In a news release, Michael Roth said he would mark his retirement with a $1 million donation split between three local organizations: the Salem Foundation, which supports a variety of local nonprofits, Silverton Area Community Aid and the Oregon Garden.
“Giving back to the community has always been a priority for the Roth family,” he said in a statement. “Like Roth’s, every company in the Pattison Food Group shares a culture that values philanthropy and being an active member of every community served – which was something that was very important to me. I know for sure that the team at Roth’s Fresh Markets is in great hands with the Pattison Food Group.”

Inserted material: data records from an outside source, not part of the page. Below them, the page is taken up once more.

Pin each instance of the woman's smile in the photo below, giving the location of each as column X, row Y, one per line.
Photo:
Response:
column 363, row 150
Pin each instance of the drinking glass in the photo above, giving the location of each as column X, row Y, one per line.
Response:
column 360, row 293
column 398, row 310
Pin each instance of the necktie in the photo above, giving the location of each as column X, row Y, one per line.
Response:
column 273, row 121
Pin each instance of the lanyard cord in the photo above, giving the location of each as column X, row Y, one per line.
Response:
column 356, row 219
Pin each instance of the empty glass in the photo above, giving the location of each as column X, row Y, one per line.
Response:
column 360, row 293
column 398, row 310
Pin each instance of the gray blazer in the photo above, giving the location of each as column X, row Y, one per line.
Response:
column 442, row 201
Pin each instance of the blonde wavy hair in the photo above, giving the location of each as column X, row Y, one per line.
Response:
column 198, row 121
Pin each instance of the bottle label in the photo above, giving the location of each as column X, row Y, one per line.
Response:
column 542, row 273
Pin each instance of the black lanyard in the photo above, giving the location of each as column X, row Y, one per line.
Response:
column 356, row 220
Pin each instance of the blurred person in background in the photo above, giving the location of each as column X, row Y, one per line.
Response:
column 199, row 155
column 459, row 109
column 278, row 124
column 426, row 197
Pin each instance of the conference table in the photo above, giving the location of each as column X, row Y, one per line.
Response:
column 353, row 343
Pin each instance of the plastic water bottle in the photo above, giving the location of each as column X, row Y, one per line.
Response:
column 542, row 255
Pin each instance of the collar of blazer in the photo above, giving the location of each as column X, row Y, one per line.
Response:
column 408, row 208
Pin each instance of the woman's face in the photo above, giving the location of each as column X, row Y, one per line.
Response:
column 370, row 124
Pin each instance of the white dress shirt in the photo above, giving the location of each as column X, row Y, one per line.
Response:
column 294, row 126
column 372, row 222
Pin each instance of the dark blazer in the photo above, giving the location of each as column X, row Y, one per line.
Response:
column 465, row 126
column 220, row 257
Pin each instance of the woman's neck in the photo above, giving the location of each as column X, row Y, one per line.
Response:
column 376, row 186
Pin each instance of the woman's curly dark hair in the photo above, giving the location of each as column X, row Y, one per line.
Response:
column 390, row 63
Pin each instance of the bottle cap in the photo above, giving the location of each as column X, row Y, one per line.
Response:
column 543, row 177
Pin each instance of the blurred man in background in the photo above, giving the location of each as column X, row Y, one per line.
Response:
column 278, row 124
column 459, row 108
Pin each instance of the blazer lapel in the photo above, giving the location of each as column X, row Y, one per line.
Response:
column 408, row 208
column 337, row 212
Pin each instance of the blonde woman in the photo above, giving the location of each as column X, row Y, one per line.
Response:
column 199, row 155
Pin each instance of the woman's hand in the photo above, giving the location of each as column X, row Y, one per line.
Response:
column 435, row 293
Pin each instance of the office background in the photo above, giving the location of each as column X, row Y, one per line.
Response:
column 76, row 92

Roth’s employs hundreds of people in the Salem area. About 60, primarily meat department workers, are represented by United Food and Commercial Workers Local 555, a grocery and retail workers union.
Miles Eshaia, union spokesperson, said the sale won’t change the three-year contract currently in effect for their employees.
“We don’t know how the new owners are going to act,” Eshaia said, “but it’s kind of like Roth’s still exists, in a sense, it’s just owned by a different parent company.”
Hoffert said he spoke with Michael Roth on Wednesday.
As the founder’s son mulled his retirement, Hoffert said he had no shortage of suitors interested in buying the Roth’s brand. Some were interested because of the company’s landholdings, or wanted to absorb Roth’s into their own chains.
Hoffert said Michael Roth selected Pattison because he wanted to keep the Roth’s brand alive.
“Michael spent an incredible time with his team making sure those purchasing the company would be firmly committed” to keeping the company in Salem and retaining local employees, Hoffert said.
Hoffert called the choice to sell to a company that would keep jobs in Salem “an incredible service that (Michael) has done.”
Reporter Ardeshir Tabrizian contributed reporting.